Advent is not to be passed over in the rush to celebrate Christmas

By Malie Hudson     12/11/2017

The Thanksgiving feasts are over and the countdown to Christmas starts now. But well before Thanksgiving dinner plans have been made, retail stores have stocked shelves with Christmas décor and holiday-themed TV ads have aired jolly tunes over images of brightly decorated Christmas trees and gifts. While secular culture often rushes forward to Christmas at full throttle, for Catholics, the four weeks preceding Christmas is the beginning of a new year focusing on meaningful reflection and spiritual preparation during Advent, before beginning the celebration of the Christmas season.  

“Advent is a season in and of itself. Christmas is also a season in and of itself. They’re distinct. And I think that it points to the tension that we as Catholics live with when the culture is saying that it’s Christmas when it’s still Advent for us,” said Lesa Truxaw, director of the Office of Worship for the Diocese.  

Advent is the first season of the liturgical year and, like Lent, is a penitential season in the Church.  

“Each year we have the opportunity to start over. Christianity is a religion of second chances, new beginnings.
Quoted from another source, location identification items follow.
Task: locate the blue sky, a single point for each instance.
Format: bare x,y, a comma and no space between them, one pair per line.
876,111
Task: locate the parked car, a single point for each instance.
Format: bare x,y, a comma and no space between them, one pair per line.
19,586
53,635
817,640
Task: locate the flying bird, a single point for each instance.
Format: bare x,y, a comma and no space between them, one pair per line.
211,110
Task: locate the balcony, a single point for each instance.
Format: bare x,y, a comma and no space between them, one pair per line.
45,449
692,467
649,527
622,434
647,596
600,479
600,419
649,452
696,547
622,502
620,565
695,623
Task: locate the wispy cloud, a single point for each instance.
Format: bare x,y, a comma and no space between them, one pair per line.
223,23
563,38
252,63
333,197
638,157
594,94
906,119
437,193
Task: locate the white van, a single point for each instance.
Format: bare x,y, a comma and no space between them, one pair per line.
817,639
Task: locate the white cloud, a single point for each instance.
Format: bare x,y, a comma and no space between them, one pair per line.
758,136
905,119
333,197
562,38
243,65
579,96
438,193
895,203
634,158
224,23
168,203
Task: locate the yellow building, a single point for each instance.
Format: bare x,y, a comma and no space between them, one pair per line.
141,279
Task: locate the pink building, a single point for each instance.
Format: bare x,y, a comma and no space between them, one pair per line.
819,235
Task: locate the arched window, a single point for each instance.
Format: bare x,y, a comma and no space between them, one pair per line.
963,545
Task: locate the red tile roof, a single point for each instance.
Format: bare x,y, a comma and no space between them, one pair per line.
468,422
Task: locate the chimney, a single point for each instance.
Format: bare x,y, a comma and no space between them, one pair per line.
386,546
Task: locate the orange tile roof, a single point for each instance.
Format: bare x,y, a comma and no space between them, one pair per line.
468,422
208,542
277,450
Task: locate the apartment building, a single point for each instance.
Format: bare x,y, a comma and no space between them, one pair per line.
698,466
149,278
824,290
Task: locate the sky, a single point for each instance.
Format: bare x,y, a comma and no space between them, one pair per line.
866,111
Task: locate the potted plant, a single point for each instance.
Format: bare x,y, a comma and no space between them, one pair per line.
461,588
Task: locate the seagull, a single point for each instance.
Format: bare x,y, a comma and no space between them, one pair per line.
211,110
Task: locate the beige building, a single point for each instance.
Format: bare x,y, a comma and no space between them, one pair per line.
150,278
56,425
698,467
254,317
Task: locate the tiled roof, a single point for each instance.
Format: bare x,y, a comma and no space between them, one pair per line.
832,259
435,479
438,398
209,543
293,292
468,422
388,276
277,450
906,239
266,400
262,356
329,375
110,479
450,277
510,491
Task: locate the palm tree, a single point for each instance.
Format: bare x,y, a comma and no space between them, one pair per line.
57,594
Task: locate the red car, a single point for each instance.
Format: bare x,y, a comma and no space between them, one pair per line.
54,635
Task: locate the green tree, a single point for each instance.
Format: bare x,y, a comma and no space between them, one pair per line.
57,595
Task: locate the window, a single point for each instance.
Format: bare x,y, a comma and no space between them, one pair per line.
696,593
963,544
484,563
We are always welcome to start again,” said Katie Dawson, director of Parish Faith Formation for the Diocese. “It’s a somewhat penitential season but not as deeply as Lent so it’s a time to reflect and to try and deepen that encounter.” 

During Advent, the Church celebrates the “three comings of Christ” – the coming of Christ in Bethlehem, the future coming as Christ comes again in glory at the end of time and the coming of Christ today in the sacraments and life of the Church.  

“Each year we revisit the significant themes and events in the life of Jesus and the life of the Church. This is a process of remembering and this remembering is a way that we are personally inserted into our history. So when we walk through the liturgical year, we are remembering these events as if we were personal witnesses,” said Dawson. “So Advent is an opportunity to contemplate on each of those events, allow ourselves to be affected and to be touched by the mystery of God incarnate in Jesus Immanuel and to pursue our personal encounter with Jesus in a new, fresh way.” 

As with every season in the Church, the music, colors and readings change accordingly.  

“The Church gives us something called the ‘O Antiphons’, which actually are part of our common hymn that we sing. Starting on Dec. 17 and on, we sing the O Antiphon,” said Truxaw. The antiphons usually begin with O Wisdom of Our God Most High, O Root of Jesse’s stem, O Emmanuel or O Leader of the House of Israel. “These are prayed as part of the Liturgy of the Hours even during the entrance antiphon. The significance of the change is that its scriptural, it helps us recognize titles or aspects of who Jesus is.” 

Another change in the liturgy is the omission of the Gloria because of the penitential nature of the season.  

The change in colors at the altar and in the celebrant’s vestments is immediately noticeable.  

“During Advent, our liturgical season is violet because it’s a penitential season, a way to help us prepare for Christ coming by looking at where we’ve fallen short,” explained Truxaw.  

Like Lent, most parishes will offer reconciliation services more frequently during Advent as a way for the faithful to spiritually prepare for the Christmas season.  

Perhaps one of the items popularly connected with Advent is the wreath with three violet candles and a single rose candle. During the first Sunday of Advent, the wreath is blessed and from then on, one candle is lit for every week of Advent.  

“It is now often in our churches and incorporated as part of the act of penitence at the very beginning of Mass, the Kyrie is part of it, when we recognize our own sinfulness and rely on God’s mercy,” explained Truxaw.  

The single rose candle is lit on the third Sunday of Advent, sometimes referred to as Gaudete Sunday. The priest will also wear rose-colored vestments. Gaudete Sunday is a joyful day because it marks the midpoint of the season of Advent and builds the anticipation of Christmas.  

“I would suggest using real candles because you can see them getting smaller. Time is marked by the physicality of the candle. It helps us prepare and helps us anticipate and get excited,” said Truxaw.  

Children can also experience the spirit of the Advent season through a variety of activities at their level.  

“It’s a beautiful season for engaging children in the story, in the waiting, in the anticipation of the coming of the Messiah,” said Dawson. She recommends nativity plays, lighting the Advent wreath at home, Advent calendar and singing Advent songs. “All those things have so much potential impact on children’s imagination and help to engage them in this project of encountering Jesus.”